《民法典》第一千零四十二条明确禁止有配偶者与他人同居,但法条里从来没有出现过“出轨”这个词。这意味着,当事人在婚姻里感受到的背叛,和法律上能够认定的过错,天然存在一道鸿沟。2023年至2024年间,我们接触的离婚咨询中,约有四成涉及一方主张对方存在婚外情,但真正能在判决中被认定为“过错”并影响财产分割或损害赔偿的,比例不足两成。这个落差,往往就出在证据的“高价”与“有效”并不对等。
证据不是越贵越有用,而是越“闭环”越有用
很多当事人找到我们时,已经花了大几万甚至十几万去购买所谓的“实锤”。有装在车里的GPS轨迹,有雇人跟拍的照片,有从电商平台买的“恢复聊天记录服务”,还有从不明渠道拿到的开房记录。这些材料的共同特点是:看起来信息丰富,取证过程却经不起质证。

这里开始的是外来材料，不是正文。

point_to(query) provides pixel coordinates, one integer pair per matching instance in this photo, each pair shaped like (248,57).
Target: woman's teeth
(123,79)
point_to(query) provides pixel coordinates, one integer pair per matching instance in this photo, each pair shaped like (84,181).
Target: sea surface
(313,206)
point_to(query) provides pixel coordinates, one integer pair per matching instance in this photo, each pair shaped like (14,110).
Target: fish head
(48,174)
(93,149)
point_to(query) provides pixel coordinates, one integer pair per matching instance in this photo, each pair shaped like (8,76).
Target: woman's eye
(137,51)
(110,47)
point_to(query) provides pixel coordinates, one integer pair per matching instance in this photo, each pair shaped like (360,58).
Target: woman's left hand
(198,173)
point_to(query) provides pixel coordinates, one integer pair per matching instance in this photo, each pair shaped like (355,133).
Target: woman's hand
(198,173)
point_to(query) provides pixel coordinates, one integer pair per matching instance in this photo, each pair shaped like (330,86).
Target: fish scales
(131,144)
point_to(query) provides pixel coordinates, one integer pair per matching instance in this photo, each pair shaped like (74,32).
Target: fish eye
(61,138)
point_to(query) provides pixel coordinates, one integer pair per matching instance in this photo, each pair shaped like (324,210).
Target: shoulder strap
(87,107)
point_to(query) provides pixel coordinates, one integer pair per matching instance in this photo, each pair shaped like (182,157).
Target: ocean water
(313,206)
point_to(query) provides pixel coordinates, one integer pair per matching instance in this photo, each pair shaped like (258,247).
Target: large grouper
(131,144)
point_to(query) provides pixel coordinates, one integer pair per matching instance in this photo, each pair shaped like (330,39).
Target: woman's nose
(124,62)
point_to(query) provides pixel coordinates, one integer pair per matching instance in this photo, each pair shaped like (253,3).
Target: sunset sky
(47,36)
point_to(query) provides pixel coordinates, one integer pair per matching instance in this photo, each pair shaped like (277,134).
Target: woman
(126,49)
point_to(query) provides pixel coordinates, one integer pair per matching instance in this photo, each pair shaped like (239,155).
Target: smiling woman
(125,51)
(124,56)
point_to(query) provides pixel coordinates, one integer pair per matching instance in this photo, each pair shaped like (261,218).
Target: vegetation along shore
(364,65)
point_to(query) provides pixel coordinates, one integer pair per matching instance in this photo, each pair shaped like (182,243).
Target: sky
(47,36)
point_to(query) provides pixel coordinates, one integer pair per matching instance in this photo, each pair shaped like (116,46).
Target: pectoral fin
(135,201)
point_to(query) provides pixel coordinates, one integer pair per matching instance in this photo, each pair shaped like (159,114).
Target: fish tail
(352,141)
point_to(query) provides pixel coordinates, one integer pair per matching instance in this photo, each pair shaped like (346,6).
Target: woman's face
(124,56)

一位女性当事人在庭审前递给我们一个U盘,里面存着丈夫一年内的车辆行驶轨迹,精确到每一次深夜停靠的地址。她为这份数据付了八万多元。但问题是,轨迹只能证明车去了哪里,不能证明车里坐着谁、做了什么。对方律师只用一句话就让这份证据失去意义:“他喜欢深夜去朋友家打牌,需要我提供牌友的证言吗?”
而这些,正是私家侦探取证领域里最核心的功课。

非法取证的“毒树之果”,有时比没有证据更糟
民事诉讼中,证据的合法性边界通常比刑事诉讼宽松一些,但这不意味着只要拿到手就能用。我们反复提醒当事人一个原则:证据的取得方式如果严重侵害他人合法权益,或者违反法律禁止性规定,即便内容是真实的,也可能被排除。

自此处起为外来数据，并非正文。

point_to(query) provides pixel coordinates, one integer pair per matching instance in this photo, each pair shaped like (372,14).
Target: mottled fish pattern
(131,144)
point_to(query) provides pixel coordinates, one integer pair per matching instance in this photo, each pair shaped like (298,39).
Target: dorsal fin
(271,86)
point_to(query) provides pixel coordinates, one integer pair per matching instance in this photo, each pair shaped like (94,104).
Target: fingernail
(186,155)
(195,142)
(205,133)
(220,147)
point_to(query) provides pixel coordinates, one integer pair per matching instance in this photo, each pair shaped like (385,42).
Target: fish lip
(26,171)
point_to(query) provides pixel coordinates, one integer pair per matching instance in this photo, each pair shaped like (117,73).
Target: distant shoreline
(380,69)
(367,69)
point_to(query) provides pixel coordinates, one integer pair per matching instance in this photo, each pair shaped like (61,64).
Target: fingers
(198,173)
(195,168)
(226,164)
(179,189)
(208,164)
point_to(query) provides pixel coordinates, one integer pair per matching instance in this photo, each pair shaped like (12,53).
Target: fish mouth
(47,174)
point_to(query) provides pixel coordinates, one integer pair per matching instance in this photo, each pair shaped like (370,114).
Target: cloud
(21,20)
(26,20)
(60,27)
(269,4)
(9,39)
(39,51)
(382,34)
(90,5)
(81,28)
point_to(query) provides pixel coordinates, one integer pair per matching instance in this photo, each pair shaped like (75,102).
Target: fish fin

说到底,上海合法私家调查不是一个孤立的问题,而是关系系统的一部分。

2022年浙江某离婚案中,妻子通过在家中卧室安装隐蔽摄像头,拍摄到丈夫与第三者发生关系的画面。她认为这是“铁证”,但法院最终没有采信。理由是:卧室属于高度私密空间,未经同意的持续性偷拍超出了必要限度。这个案子后来被很多人误读为“出轨证据没用”,其实更准确的表述是:卧室里的摄像头,是用错了工具、选错了位置、违反了取证规则。
那些“管用”的出轨证据,到底是什么样
真正能在离婚诉讼中发挥作用的证据,通常具备三个特征:来源合法、内容明确、能与其他证据相互印证。我们梳理过近三年上海、北京、广州三地涉及过错认定的判决书,发现被法院采信的证据类型高度集中。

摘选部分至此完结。